Le droit individuel à la formation (DIF) est un dispositif destiné à permettre aux salariés et fonctionnaires français de suivre des actions de formation professionnelle continue.

Le droit individuel à la formation a été mis en place en droit du travail par la loi no 2004-391 du 4 mai 2004. Il fait aujourd'hui l'objet des articles L.6323-1 et suivants du nouveau code du travail. Il s'ajoute aux autres modalités de formation continue pour les salariés tout au long de leur vie active, que sont notamment le congé individuel de formation (CIF) et le plan de formation. Le DIF a été étendu à la fonction publique par deux lois de février 2007 et leurs décrets d'applications pris en 2007 et 2008. Les modalités en sont toutefois légèrement différentes.

Ce dispositif bénéficie à tout salarié disposant d'au moins un an d'ancienneté dans l'entreprise, qu'il soit titulaire d'un contrat de travail à durée indéterminée ou non.

Ce droit correspond à une durée de 20 heures de formation par an (les périodes d'absence telles que : congé maternité, congé parental... sont intégralement prises en compte Art L. 6323-2 du code du travail), cumulables dans la limite de six années pour les salariés à temps plein et de 120 heures quel que soit le nombre d'années pour les salariés à temps partiel.
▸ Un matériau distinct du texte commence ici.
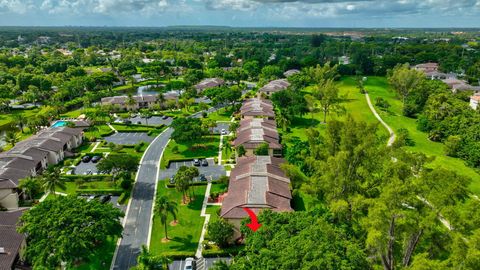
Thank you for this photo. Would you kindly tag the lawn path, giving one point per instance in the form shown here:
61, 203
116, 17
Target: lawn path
110, 126
220, 146
203, 213
392, 138
95, 147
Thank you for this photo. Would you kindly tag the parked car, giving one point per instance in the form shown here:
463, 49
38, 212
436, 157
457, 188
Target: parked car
190, 264
105, 198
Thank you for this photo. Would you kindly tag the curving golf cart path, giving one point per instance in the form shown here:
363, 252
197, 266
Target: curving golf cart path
393, 137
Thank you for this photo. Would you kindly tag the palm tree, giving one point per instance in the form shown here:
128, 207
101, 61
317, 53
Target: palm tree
30, 186
282, 120
51, 180
146, 261
145, 113
11, 138
161, 100
164, 207
130, 101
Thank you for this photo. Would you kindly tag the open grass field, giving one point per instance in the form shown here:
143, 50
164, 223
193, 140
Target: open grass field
207, 147
72, 187
223, 114
185, 235
6, 118
354, 104
378, 87
102, 256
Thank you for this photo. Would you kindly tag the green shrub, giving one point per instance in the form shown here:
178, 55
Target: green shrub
79, 181
106, 191
126, 184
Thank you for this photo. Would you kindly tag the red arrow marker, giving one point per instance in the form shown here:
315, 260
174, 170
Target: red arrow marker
254, 225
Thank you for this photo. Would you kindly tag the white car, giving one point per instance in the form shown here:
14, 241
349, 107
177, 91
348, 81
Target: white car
190, 264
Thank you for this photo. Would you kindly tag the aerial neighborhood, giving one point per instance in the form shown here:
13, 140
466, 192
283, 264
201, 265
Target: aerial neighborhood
231, 148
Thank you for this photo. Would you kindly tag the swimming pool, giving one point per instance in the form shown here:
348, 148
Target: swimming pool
60, 124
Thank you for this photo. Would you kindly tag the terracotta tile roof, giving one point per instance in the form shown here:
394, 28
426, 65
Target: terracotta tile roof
275, 86
258, 183
10, 239
257, 107
12, 175
257, 123
209, 83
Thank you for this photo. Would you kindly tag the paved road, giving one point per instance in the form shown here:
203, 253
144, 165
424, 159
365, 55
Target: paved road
137, 222
180, 264
393, 137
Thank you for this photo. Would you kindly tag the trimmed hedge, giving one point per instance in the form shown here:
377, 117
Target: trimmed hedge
105, 191
194, 184
87, 178
226, 252
168, 161
179, 255
124, 197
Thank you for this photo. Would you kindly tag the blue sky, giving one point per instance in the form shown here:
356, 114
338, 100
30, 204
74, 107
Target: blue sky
264, 13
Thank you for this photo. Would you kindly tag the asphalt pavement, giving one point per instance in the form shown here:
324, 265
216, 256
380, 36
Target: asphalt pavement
138, 217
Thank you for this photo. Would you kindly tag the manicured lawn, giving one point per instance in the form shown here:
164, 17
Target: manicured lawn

A défaut de son utilisation, ce DIF demeure plafonné à 120 heures. Dans le privé, un accord de branche plus généreux peut prévoir une durée plus élevée. Dans les cas de temps partiel ou de CDD, les droits sont proratisés. Par exemple un salarié en CDD à temps partiel sur un contrat de 17,50 heures par semaine et une durée de contrat de 6 mois aura droit à 20 heures * 17,5 heures / 35 heures * 6 mois / 12 mois = 5 heures

En cas de licenciement (hors faute grave), le "temps formation" est converti en "budget formation"[1]. La règle habituellement appliquée par l'employeur est la suivante : nombre d'heures acquises au titre du DIF X 9,15 €. Dans ce cas, l'éventuel différentiel est à la charge du salarié licencié.

Chaque année l'employeur doit informer les salariés par écrit du total de leurs droits acquis au titre du DIF. Pour mettre en œuvre cette formation, le salarié doit prendre l'initiative de demander à son employeur son accord sur le choix de l'action de formation.
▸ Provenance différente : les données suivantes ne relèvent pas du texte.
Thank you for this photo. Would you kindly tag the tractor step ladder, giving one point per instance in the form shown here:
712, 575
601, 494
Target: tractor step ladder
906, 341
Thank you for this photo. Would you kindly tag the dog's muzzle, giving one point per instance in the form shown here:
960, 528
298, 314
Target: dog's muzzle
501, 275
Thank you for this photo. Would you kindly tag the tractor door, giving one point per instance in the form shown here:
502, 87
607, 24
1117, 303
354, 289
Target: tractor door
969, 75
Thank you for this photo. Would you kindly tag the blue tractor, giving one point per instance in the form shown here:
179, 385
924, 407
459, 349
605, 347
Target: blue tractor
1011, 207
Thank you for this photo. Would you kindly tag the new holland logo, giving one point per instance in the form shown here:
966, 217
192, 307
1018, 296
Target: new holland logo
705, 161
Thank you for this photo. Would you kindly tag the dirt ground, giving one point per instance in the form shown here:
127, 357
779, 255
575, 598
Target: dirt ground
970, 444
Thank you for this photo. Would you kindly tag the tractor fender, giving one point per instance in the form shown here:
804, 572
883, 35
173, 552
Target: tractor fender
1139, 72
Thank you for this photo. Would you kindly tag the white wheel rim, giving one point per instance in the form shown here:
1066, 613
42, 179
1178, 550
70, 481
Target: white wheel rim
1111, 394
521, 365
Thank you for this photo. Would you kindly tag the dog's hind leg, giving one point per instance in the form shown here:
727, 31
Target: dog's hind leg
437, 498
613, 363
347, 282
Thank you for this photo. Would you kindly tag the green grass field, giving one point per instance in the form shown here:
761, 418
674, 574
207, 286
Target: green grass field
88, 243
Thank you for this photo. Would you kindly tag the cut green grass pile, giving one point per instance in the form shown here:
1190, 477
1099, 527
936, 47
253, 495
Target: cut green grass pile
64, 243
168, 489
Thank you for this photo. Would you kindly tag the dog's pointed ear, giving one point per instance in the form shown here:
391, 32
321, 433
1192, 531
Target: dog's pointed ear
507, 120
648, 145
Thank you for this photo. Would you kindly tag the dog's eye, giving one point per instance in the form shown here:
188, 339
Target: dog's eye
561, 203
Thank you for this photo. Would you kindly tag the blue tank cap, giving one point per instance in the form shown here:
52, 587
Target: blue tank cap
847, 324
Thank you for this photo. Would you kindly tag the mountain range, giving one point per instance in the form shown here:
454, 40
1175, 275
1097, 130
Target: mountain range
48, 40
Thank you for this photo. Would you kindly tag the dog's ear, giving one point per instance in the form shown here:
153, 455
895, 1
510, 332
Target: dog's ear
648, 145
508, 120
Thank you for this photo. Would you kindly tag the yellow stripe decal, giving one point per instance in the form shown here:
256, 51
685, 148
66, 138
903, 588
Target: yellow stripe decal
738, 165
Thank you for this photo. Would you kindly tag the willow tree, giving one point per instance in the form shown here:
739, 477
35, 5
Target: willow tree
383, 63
L'employeur dispose d'un mois pour accepter ou refuser la proposition du salarié ; à défaut de réponse dans ce délai, le salarié est en présence d'une décision implicite d'acceptation de son employeur et ce, dans les termes de la demande.

Le DIF doit normalement faire l'objet d'un accord écrit (sauf décision implicite d'acceptation). La formation se déroule en principe en dehors du temps de travail (sauf accord collectif ou convention, voire accord direct entre le salarié et son employeur). Les heures de formation réalisées durant le temps de travail ouvrent droit au versement du salaire ; celles réalisées en dehors du temps de travail ouvrent droit au versement d'une allocation de formation égale au nombre d'heures utilisées hors temps de travail X 50 % du taux horaire net moyen.

Dans le privé, le salarié peut renouveler sa demande autant de fois qu'il le souhaite. Toutefois, en cas de désaccord persistant sur deux exercices civils consécutifs, le salarié peut demander à l'OPACIF dont relève l'entreprise de prendre en charge la formation ; la formation se déroulera alors dans le cadre d'un Congé Individuel de Formation (CIF).